Researchers at UC Berkeley found deep ‘slow wave’ sleep could restore memory as we age.
Improving sleep quality could provide a memory boost in older people who may have difficulty remembering things like people’s names, according to neuroscientists at the University of California, Berkeley.
For their study, the researchers tested memory in 18 healthy adults mostly in their twenties, and 15 healthy adults in their seventies after a full night’s sleep. Before going to sleep, participants learned and were tested on 120 sets of words.
As they slept, an electroencephalographic (EEG) machine measured their brain wave activity. The next morning, they were tested again on the word pairs, but this time while undergoing functional and structural magnetic resonance imaging (fMRI) scans.
The researchers discovered that in older adults, getting inadequate amounts of “slow-wave” sleep may cause memories to get stuck in the short-term memory storage area in the hippocampus — rather than moving to a long-term storage area in the prefrontal cortex — and then the memories get lost or are overwritten by new memories.
Slow-wave sleep is often referred to as deep sleep and consists of stage 3 and 4 of non-rapid eye movement sleep.

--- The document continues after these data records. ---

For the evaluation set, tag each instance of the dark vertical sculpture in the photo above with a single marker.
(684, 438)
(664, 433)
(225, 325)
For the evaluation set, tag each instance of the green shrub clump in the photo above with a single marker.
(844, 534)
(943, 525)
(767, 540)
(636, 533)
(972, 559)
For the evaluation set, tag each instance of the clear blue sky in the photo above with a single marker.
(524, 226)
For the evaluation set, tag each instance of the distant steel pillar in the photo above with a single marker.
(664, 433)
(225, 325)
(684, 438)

The slow brain waves created during deep sleep when people are young play a key role in transporting memories from the hippocampus to the prefrontal cortex. Slow waves are formed by the brain’s middle frontal lobe. Deterioration of this part of the brain in elderly people is linked to the poor quality of sleep people get as they age.
“When we are young, we have deep sleep that helps the brain store and retain new facts and information,” explained Matthew Walker, PhD, associate professor of psychology and neuroscience at UC Berkeley and senior author of the study, in a press release. “But as we get older, the quality of our sleep deteriorates and prevents those memories from being saved by the brain at night.”
For the older adults in the study, there was a clear link between the degree of brain deterioration in the middle frontal lobe and the severity of diminished slow-wave activity during sleep. The quality of their deep sleep, on average, was 75 percent lower than that of the younger participants, and their memory of the word pairs the next day was 55 percent worse than the day before.
For those in the younger age group, the brain scans showed deep sleep had helped shift their memories from the hippocampus to the prefrontal cortex with the help of slow brain waves, according to the press release, and the discovery that slow waves in the frontal brain help strengthen memories could pave the way for treatments for memory loss in the elderly, like direct current stimulation or new drugs.